Evolution Absurdity Trumps Evolution Practicality
As you were suggesting that one day we may (or are currently) going to see our legs atrophy because, evolutionarily speaking, we have no need for them to succeed in our world of technology. I will say, very clearly & without any fear of being wrong, this will NEVER happen as long as society continues to value asthetics unrelated to actual survival. It would be helpful for humans to no longer waste energy developing & maintaining the "vistigual" legs, but people will still rather mate with legged people than unlegged people due to the concept of "beauty". Humanity will not look dramatically different for the rest of eternity because we base our mates on social pressures more than natural pressures.What you guys are doing is like saying that because we built a plane, gravity no longer exists. Well no, it still exists and acts upon objects according to the laws of physics. That hasn't changed.Evolution exists for us but our choices for mating is based on social pressures. Therefore, our evolution will continue to increase successful breeding for those who satisfy those social pressures so much more so than any physiological changes possible.

Marlowe
16 Oct 2008, 06:41 AM
Alternatively, we may be near the point where if we find a particular gene that is weak or that is strong we can just fix up a DNA code sequence via technology instead of waiting for 1,000 generations. So arguably we'll be evolving much, much faster if you want to look at it that way.

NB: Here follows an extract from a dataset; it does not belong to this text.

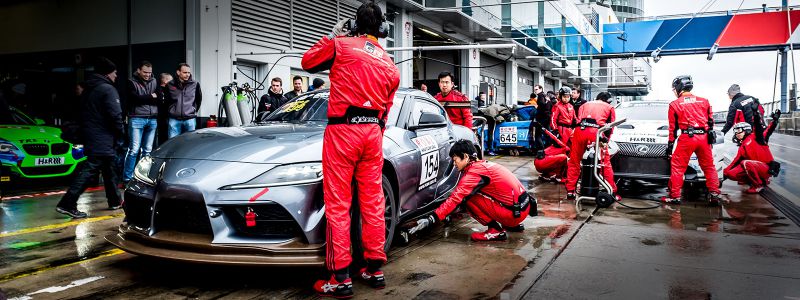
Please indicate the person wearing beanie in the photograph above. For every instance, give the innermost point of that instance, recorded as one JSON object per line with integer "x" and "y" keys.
{"x": 102, "y": 131}
{"x": 745, "y": 108}
{"x": 316, "y": 84}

yes, that's 100% right. i 'do' think that humans haven't finished evolving naturaly, but the laboratory-based evolutionary actions will subsume that 1,000 fold, easily, not to mention the eventual fusion of technology/computers with biology.

a millenium from now, people will look back at us the same way we look back at neanderthals.

but having said all of that, i'm still gonna work the angle of this story and try to bang a few 19 year olds. we all gotsta do our part.

classicgrrl
16 Oct 2008, 09:16 AM
scientists and researchers who get their 15 min saying stupid shit suck.